[De vita solitaria], Tratado latino en dos libros de Francesco Petrarca (1304-1374). Concebida y comenzada en Valchiusa en 1346 y terminada diez años después, la Vida solitaria, dedicada a Philippe de Cabassoles, obispo de Cavaillon, es una celebración de la soledad, en la cual el hombre más fácilmente alcanza su propia perfección moral e intelectual.
Con tal fin el escritor contrapone a la vida de «Occupatus», toda absorbida por los cuidados cotidianos y agitada por la ambición y las demás pasiones, la vida de «Solitarius», alegrada por la vista deleitosa de la naturaleza y dividida entre los agradables estudios de las letras y la oración y la meditación religiosa, a que el alma en la soledad se siente llamada y elevada; y, luego de rechazar las objeciones que se pueden oponer a su ideal, afirmando que éste no nace del odio de los hombres, sino de sus vicios, y que la soledad no excluye la amistad, antes bien, que se torna más grata con la presencia de un amigo, enumera los ejemplos de hombres insignes que amaron y practicaron la soledad y en ella pudieron manifestar sus virtudes. En esa reseña tienen gran parte los Padres del desierto, los Patriarcas, los Profetas bíblicos y los Santos del Cristianismo; pero no faltan los ejemplos de grandes paganos, poetas, pensadores y hombres políticos que en la soledad recrearon su espíritu y celebraron sus excelencias.
Y tal vez más a los paganos que a los cristianos se siente cercano Petrarca, aunque dirija a la perfección de la vida ascética un suspiro nostálgico, y conozca y confiese que a menudo, aun en la soledad por él amada, resurgen las pasiones que le alejan de Dios. Pero su ideal no puede llamarse propiamente ascético, puesto que su soledad se propone ser más bien un estado de meditación religiosa y de estudios desinteresados, de filosofía y de poesía. «Sin el consuelo de las letras — escribe — la soledad es destierro, cárcel, tormento; para el literato en cambio, patria, libertad, deleite», y en medio del consuelo de las letras se debe recordar el de la bella y fresca naturaleza, a cuyas imágenes, amadas por el solitario, el escritor vuelve con frecuencia en toda su obra hasta su poética conclusión: «Animado de tales sentimientos te he escrito estas cosas; y me ha parecido que el rumoreo de las frondas y el murmullo de las aguas corrientes me susurraron al oído estas palabras: Buena es tu invitación; tu consejo es recto; dices verdad». Así, su obra doctrinal se aúna con su obra poética: y en realidad, de una sola raíz brotan las imágenes del Cancionero (v.), en que tanta parte tiene, en sus diversos aspectos, el tema de la soledad y la disertación de este tratado.

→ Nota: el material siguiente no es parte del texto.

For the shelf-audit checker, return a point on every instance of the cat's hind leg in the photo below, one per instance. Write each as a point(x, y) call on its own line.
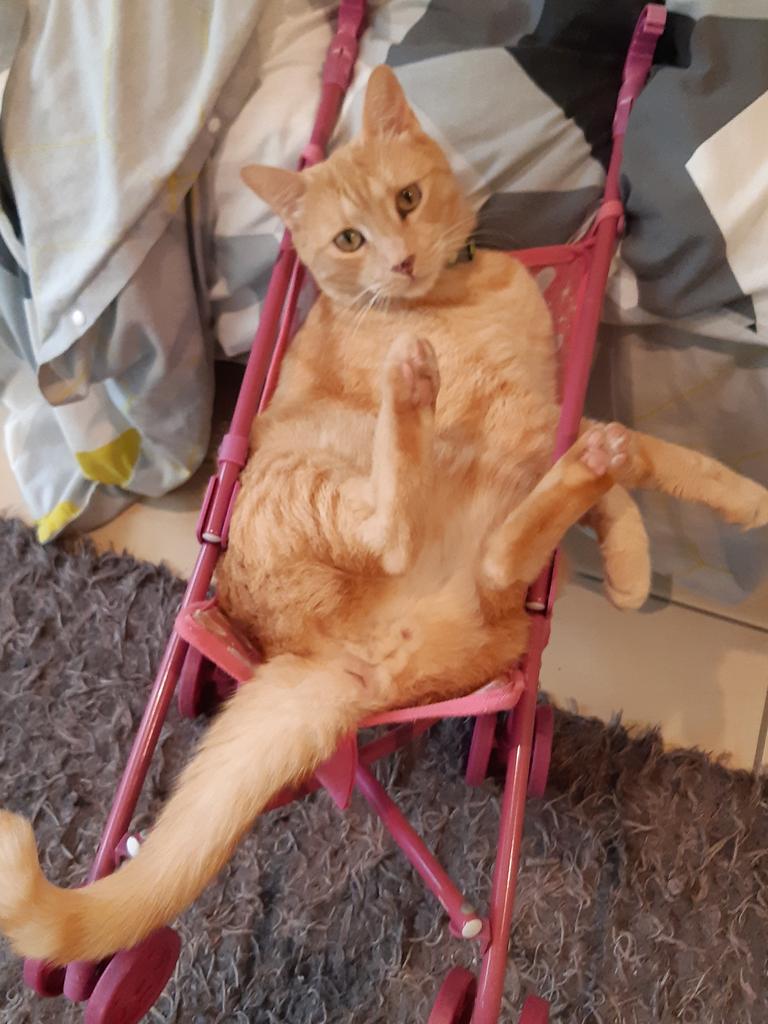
point(691, 476)
point(518, 549)
point(624, 546)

Pero lo que en la poesía se resuelve en límpido canto, está aquí desarrollado con la insistencia del que se propone demostrar una tesis y ello no sin exageración retórica en más de un pasaje y cierta ostentación de erudición; y parece más estridente quizás por la exigencia de la demostración prosaica, en contradicción con el ideal petrarquista, en que se confunden aspiraciones terrenas y aspiraciones celestes, ascetismo cristiano y anhelos humanistas. Pero defectos y méritos concurren a hacer de esta obrita, junto con El Secreto (v.), uno de los más preciosos testimonios del espíritu petrarquiano: y se admiran en ella el ansia de Petrarca de revelar su ánimo en una afectuosa confesión y el conocimiento seguro de los íntimos contrastes que padecen los hombres (bella es la descripción del tedio y del peso de una vida sin objeto y el amor por la poesía, que se deja sentir también aquí, a pesar de la retórica y la erudición). «Los cultivadores de la filosofía y de la poesía — leemos en una de sus más bellas páginas — pienso que deben dejarse libres a merced de su carácter, y deben trabajar donde sea, cuando se sienten inspirados por el lugar y el tiempo, donde se sientan movidos a trabajar, ya al aire libre, ya en casa, ya junto a un peñasco, ya a la sombra de un pino… A veces se me ocurrió alguna canción silvestre, como cabrito escogidísimo entre todo el rebaño, y me dije entre mí: Tienes fragancia de hierbas alpinas, vienes de lo alto». Aquí reconocemos en el escritor de la Vida solitaria al poeta del Cancionero.